The past two seasons, though, Stone was at Detroit Mercy, last season averaging 20.8 points a game, which was 22nd in the nation. But it was all he had to shout about as Detroit went 1-31 on the season.
Mercy.
“Losing is like a weight,” he said. “You know everyone in the crowd is thinking ‘This team sucks’ and you might be going into the game thinking we can really win. I felt I could put the team on my shoulder and win.”
He couldn’t. Michael Jordan couldn’t have carried that team in his prime.
“It was rough. When you are like the main player on the team, it’s transfixed on what he’s doing. It’s like, this is really on him. You are the scapegoat behind everything that’s happening or not happening. There were a lot of things that were not happening in the locker room.”
Academic eligibility and injuries stripped the team of its proposed starting lineup, so he wound up on the court with four other starters who were supposed to come off the bench.
“It was a roller coaster. If I was going to be completely honest, it was probably more individually based because I was thinking, ‘How do I recover from this?’” he said. “I was ineligible the second half of the season my junior year, so I was thinking about how I can be present at every practice, every game. I was just showing up and not spending time focusing on leadership.
“Those qualities were kind of besetting me and it was new to me and I had a lot of growing pains. It was how do I talk to the guys because I’m a quiet person and things like that. They would kind of look to me and my response was ‘Let me show you through my game’. It’s easier said than done.”

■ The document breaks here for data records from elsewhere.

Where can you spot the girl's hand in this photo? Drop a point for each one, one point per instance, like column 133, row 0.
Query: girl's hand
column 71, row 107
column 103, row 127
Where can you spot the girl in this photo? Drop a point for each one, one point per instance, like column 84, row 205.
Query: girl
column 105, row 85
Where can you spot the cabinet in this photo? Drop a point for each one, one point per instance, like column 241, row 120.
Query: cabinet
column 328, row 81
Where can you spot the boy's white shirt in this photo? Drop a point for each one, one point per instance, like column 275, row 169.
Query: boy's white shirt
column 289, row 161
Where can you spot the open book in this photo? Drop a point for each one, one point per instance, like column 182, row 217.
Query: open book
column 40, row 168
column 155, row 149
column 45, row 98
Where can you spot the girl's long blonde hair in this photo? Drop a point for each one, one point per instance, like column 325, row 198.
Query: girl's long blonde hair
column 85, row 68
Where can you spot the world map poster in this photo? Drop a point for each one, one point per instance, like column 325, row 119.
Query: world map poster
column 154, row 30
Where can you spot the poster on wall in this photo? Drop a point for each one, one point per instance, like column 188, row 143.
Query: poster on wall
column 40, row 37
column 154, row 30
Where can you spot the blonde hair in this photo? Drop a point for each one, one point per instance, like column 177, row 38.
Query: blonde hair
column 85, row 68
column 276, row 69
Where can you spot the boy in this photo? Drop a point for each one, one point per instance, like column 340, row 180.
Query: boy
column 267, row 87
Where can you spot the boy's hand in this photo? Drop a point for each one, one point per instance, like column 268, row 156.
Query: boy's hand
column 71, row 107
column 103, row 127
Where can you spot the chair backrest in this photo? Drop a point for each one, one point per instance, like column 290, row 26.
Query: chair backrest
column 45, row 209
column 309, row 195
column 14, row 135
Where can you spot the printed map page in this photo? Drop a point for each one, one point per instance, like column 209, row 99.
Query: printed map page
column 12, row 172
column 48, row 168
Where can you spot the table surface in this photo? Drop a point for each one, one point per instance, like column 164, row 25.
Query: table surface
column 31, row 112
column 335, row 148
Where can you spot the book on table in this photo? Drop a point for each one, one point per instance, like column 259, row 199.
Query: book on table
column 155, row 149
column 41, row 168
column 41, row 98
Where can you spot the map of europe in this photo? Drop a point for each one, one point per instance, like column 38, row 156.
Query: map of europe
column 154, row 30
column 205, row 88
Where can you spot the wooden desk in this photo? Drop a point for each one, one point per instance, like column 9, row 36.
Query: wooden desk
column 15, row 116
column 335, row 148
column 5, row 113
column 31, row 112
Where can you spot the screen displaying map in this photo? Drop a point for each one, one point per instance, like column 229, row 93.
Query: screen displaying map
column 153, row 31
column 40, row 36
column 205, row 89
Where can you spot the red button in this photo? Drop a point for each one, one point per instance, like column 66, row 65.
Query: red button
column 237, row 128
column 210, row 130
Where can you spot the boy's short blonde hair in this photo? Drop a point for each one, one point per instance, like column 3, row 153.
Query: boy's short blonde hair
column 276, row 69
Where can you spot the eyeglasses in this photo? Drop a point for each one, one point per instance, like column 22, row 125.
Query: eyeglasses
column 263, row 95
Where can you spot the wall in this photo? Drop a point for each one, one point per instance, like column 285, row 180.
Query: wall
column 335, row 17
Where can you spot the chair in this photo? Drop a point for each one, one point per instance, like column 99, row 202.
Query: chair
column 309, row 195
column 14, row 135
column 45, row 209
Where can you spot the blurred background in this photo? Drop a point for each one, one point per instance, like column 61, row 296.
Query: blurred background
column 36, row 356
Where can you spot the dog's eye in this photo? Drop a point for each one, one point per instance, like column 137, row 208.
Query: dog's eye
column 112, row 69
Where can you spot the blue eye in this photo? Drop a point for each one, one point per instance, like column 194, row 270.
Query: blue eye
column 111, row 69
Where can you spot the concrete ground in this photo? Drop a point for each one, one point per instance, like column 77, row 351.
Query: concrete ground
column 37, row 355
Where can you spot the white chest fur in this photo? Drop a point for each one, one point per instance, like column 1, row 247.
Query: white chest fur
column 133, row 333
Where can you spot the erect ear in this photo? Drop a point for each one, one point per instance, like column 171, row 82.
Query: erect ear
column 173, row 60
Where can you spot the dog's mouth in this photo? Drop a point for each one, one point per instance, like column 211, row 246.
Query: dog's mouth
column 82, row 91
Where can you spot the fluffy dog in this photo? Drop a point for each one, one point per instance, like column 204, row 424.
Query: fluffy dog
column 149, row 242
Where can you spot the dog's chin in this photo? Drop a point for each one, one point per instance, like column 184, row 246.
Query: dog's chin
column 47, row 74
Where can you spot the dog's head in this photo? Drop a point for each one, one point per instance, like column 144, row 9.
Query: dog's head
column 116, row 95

The only win was against IUPUI at home after losing their first 27 games, some of them heartbreaking such as a 70-69 loss at Ole Miss, a 76-72 loss to Eastern Michigan, a 68-65 loss to Ball State, a 102-99 double overtime loss to Robert Morris in which he scored 36 points and a season-ending first-round loss to Milwaukee in the Horizon Conference Tournament with Stone giving them something to remember with a 30-point performance.
Stone admits the one victory offered little relief during the season.
“I wouldn’t say relieved. You’re 1-30. With me, I got tagged by people as a guy who only scores and the only way I could be effective is to put the ball in the hoop and be the main guy. That’s not the player I want to be. That plays into why I came here to West Virginia … not to look inward but to look outward and address the inward.
“I want to be a player who is about winning now. Before, you want to chase the stats. I think everyone does deep down, everyone is transfixed on their stat line. But I just wanted to be part of winning for a change and give up on myself for a collective goal and try to chase something special.”